Choosing a hotel for a vacation is fun, and an important decision – it will be your home away from home for a length of time, and it will influence how you experience that city.
However, as attentive readers will know, Miss Expatria has another use for hotels – getaway weekends for no reason whatsoever. And for this purpose, gentle reader, there is an entirely different set of criteria that is taken into account.
The first thing one must realize when planning a hotel getaway weekend is that the destination is of little importance. You are going to spend almost all of your time in the hotel, not traipsing around the city. You might head out for a meal, or for a walk, or for vital supplies like cigarettes and Sunday newspapers. But the point of a weekend like this is to hole away from the world and interact with as few people as possible.

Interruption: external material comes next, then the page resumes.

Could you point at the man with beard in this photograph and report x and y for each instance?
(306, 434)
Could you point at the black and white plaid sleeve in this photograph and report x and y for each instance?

The destination should only be a consideration if it is at all possible to get a hotel room with an unobstructed view of the sea. Sea trumps all!
The other factor regarding the destination should be that it’s easy to get to – you want the weekend to be about the hotel, not the long and arduous voyage to the hotel. If you have a car, great – I don’t drive, so I consult transportation schedules and routes constantly during my search for the getaway hotel.
Normally, for vacations, I like little hotels that aim to please and are attentive to my comings and goings. But for getaway weekends, I prefer the larger hotel chains – the rooms are usually bigger, and they have all the whistles, horns and bells that hotel rooms should have.
Which brings me to hotel amenities: Does it have a decent pool? Does it have 24-hour room service? Check out the menu online, if you can. I’ve chosen one hotel over another because there was something on the menu that I just had to have.
Bathrooms are a big factor in my choosing a getaway hotel – you want a big, deep tub for soaking, and good lighting for taking care of all the things you can’t see in your bathroom light at home.
While I love staying in bed all day during these getaway weekends and bringing everything into bed with me and having everything set up around me like a princess, an extra bonus is a room that has another, comfortable area to sit in when you feel like you might be getting bed sores.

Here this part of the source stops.